This is the mail archive of the
mailing list for the glibc project.
Memory and string functions can be improved dramatically on x86 andx86-64
- From: Agner Fog <agner at agner dot org>
- To: libc-help at sourceware dot org
- Date: Fri, 01 Aug 2008 08:22:00 +0200
- Subject: Memory and string functions can be improved dramatically on x86 andx86-64
- Organization: email@example.com
I am doing research on optimization of microprocessors and compilers.
Some of you probably know my optimization manuals (www.agner.org/optimize/).

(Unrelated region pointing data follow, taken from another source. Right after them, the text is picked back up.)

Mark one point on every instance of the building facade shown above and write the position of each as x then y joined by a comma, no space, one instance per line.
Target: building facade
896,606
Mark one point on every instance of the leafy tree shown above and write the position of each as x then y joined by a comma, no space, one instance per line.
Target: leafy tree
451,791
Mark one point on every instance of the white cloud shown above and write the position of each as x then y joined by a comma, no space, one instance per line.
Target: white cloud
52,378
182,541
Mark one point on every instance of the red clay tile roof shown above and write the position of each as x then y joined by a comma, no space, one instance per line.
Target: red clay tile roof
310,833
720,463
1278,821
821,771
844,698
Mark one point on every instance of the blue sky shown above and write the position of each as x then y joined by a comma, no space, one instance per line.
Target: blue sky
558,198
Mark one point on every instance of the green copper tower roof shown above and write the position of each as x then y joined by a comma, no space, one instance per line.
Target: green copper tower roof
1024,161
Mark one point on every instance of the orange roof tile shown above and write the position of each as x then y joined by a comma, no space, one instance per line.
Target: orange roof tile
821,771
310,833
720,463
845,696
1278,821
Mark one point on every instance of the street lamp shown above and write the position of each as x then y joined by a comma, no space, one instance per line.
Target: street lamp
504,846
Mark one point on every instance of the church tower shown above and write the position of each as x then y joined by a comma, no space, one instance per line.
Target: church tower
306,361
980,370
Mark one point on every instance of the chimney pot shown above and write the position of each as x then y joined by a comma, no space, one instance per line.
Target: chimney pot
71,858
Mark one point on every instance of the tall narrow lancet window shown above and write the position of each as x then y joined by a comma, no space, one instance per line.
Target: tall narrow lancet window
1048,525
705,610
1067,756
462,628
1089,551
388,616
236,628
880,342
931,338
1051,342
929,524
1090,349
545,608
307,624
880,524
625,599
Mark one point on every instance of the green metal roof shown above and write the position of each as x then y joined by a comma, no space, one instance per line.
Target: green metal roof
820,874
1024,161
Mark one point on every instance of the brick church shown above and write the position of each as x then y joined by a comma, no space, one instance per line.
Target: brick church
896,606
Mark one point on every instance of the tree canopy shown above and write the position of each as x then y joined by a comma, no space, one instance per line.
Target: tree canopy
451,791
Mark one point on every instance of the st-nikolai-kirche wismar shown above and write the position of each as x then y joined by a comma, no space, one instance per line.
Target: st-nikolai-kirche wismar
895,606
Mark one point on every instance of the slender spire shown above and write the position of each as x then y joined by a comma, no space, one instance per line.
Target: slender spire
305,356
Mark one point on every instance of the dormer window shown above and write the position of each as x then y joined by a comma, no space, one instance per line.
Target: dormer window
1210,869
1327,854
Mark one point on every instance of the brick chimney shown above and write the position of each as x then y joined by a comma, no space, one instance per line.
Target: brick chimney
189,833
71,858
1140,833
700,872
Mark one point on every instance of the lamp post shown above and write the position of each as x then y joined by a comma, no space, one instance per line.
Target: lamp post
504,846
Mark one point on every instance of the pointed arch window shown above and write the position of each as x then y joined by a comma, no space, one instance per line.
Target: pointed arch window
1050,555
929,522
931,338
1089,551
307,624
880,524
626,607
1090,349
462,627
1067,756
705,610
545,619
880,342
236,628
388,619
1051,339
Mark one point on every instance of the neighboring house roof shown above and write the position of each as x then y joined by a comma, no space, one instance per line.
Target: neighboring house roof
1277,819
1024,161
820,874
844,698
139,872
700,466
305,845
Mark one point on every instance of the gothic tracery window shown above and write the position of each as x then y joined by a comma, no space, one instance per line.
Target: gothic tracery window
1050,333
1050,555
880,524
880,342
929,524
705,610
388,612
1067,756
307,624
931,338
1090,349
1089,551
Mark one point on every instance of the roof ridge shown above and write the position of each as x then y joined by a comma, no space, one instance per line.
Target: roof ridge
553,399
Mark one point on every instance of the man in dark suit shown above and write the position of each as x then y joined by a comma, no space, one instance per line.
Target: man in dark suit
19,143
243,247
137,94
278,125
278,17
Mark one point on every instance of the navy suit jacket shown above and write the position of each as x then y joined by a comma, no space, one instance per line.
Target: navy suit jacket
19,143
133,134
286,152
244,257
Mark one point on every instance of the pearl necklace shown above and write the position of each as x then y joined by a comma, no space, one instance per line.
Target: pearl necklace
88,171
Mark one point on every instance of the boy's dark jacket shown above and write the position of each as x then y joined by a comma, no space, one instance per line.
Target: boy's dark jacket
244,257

I have tested many different compilers and compared how well they
optimize C++ code. I have been pleased to observe that gcc has been
improved a lot in the last couple of years. The gcc compiler itself is
now matching the optimizing performance of the Intel compiler and it
beats all other compilers I have tested. The many hard-working
developers deserve credit for this! Unfortunately, libc turns out to be
a weak point in the comparison. The performance of libc on memory and
string functions is poor compared to other function libraries because it
doesn't use the XMM registers. See my test results below.
If somebody would do the job of updating these functions then we would
have the wonderful situation where gcc/libc would be the best optimizing
solution for all x86 and x86-64 platforms.
Test results. Memcpy function on Intel Core 2 processor, core clock
cycles per byte of data:
Function library aligned by 16 unaligned data
gcc builtin 0.18 1.21
libc 2.7 32 bit 0.18 0.57
libc 2.8 32 bit 0.18 0.58
libc 2.7 64 bit 0.18 0.44
Microsoft 0.12 0.63
CodeGear 0.18 0.75
Intel 0.12 0.18
Mac 0.11 0.11
My own library 0.11 0.12
As you can see, the speed of memcpy in libc can be improved by a factor
4-5 for unaligned data on a Core 2. The default builtin version is still
slower. On an AMD K8 CPU there is less difference between the
performance of the different libraries because K8 has only 64-bit
internal data paths so it cannot make the full advantage of the 128-bit
XMM registers. I expect the AMD K10 to perform similarly to Intel Core 2
because it has 128-bit data paths. However, I haven't had the chance to
test this on an AMD K10 yet.
There are significant performance differences on the strlen function and
other functions as well. You can find my complete test results at
http://www.agner.org/optimize/optimizing_cpp.pdf section 2.6.
I would recommend that you make CPU-dispatching for the different
instruction sets in the most important memory and string instructions
and take advantage of the newest instruction sets if available. Of
course the old computers without SSE should still be supported, but the
99% users who have SSE2 or later should not be penalized for the sake of
compatibility with old CPUs.
The work of putting this into libc should not be too big. Open source
optimized code is available in Mac/Xnu, in OpenSolaris, and in my own
function library "asmlib" at www.agner.org/optimize/asmlib.zip
All these have open source licenses, although with various differences.
I don't know if these differences in license conditions cause legal
problems that cannot be solved through negotiation. At least I am
willing to grant the necessary licenses to the Gnu/libc project if you
want to use my code.
I am not going to join the libc development team because I have lots of
other work to do, I am just offering my advice.